Harris should take the divisions over Gaza seriously

The Faintest Candidates: Kamala Harris in Michigan, Missing Obama’s 2020, and the Case for Israel Against Hamas

Authenticity is a mirage. Americans crave the performance of authenticity as a sign that our values are in safe hands — hands just like ours. People who study this stuff for a living do not agree on what authenticity is. It’s a “you know it when you see it” situation. Candidates need to work with audience expectations of who they should be in power. A tall white guy with a healthy head of hair simply looks presidential.

The candidate who underwhelmed in 2020 is gone, despite me not being the biggest fan of him. The candidate Harris has appeared in public many times since becoming the presumptive Democratic nominee and I have been watching her to see how she plans to run and govern. The Harris- Walz ticket made its first official appearance at the Philadelphia rally during the convention of the National Federation of Teachers, but the annual conclave of the Chi Alpha chapter of the sorority, and the National Federation of Teachers convention have vastly different audiences.

For weeks, the signs did not look good for Kamala Harris in Michigan. Literally. There is a digital billboard on the side of a barn that states Willie Brown Endorses Kamala, which I saw while driving to Grayling.

There was no sign of such skepticism at the Harris rally near the Detroit airport last Wednesday, where roughly 15,000 excited people waited hours to see her. The crowd included recovering Republicans who had never been to a political rally before, United Autoworkers members in matching red shirts and Black sorority sisters dressed head to manicured toe in pink and green. Some of them mentioned experiencing the same magic they’d felt during Barack Obama’s 2008 presidential run, as they pondered the possibility of breaking another barrier — this time, the first female president. According to Sigro, she missed out on Obama. I did not want to miss out on history again.

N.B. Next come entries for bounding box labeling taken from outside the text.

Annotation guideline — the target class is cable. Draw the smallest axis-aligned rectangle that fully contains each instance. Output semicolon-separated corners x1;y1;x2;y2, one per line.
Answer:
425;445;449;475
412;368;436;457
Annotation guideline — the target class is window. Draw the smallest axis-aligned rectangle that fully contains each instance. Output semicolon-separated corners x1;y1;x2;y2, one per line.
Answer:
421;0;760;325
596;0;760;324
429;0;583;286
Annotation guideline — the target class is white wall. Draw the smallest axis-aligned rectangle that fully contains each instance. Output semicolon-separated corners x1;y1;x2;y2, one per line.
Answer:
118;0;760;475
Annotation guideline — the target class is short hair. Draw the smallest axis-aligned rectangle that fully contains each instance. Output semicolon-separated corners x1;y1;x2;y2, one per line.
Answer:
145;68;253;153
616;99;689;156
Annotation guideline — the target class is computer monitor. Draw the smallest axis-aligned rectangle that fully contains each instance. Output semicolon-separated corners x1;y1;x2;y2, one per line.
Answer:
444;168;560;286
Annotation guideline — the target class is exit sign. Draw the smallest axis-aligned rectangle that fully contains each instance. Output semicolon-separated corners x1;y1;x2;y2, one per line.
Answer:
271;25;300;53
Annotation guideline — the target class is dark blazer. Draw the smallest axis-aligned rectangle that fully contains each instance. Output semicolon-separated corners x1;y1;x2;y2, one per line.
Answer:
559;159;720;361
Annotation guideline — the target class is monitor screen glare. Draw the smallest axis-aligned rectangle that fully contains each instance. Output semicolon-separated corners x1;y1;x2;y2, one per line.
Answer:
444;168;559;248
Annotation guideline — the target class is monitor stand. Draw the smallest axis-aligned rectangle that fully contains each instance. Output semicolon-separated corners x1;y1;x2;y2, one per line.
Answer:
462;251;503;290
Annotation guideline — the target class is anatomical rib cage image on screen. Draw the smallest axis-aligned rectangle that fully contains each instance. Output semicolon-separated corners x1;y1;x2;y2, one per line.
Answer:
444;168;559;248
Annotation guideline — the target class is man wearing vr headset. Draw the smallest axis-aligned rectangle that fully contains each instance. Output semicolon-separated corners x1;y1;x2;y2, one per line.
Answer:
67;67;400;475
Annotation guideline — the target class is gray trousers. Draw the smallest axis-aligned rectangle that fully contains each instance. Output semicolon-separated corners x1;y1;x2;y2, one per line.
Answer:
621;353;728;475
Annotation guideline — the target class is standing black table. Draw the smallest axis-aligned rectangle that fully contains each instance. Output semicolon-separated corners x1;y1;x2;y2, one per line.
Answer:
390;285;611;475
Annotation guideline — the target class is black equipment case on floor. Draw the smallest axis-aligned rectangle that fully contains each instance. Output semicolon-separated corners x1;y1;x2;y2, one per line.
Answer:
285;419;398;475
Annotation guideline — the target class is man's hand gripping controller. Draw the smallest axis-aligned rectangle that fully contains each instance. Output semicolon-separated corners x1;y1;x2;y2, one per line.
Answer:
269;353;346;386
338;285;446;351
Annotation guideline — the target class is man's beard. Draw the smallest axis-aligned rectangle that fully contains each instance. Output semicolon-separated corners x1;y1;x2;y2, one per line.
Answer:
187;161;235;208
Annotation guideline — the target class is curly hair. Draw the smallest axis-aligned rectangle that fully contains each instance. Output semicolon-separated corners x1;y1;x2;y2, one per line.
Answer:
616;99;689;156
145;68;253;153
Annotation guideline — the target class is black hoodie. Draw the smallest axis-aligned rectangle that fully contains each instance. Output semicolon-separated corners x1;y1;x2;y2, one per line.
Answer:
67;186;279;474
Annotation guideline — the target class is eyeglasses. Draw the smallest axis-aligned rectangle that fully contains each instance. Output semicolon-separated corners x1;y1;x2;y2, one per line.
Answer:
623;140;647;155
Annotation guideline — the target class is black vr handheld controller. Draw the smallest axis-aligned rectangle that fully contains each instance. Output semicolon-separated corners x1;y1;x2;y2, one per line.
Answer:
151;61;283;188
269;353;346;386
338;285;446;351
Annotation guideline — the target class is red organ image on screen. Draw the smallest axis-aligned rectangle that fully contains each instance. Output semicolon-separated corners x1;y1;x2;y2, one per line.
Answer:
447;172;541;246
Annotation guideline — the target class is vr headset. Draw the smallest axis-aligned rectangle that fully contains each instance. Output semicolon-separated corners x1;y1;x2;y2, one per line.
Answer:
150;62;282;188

The comparisons are both inspiring and worrying. Inspiring because it does matter that such barriers are broken, and worrying because it can tempt Democrats to focus on style and symbolism over substance. This risk is most evident, and most significant, on the issue of Gaza. There is no issue within the Democratic Party that is more divided than the U.S. government’s support for Israel after it was attacked by Hamas. If the Harris campaign is unable to address this thorny issue in a way that feels like substance, then Democrats may not get the unity they’ll need to win in November.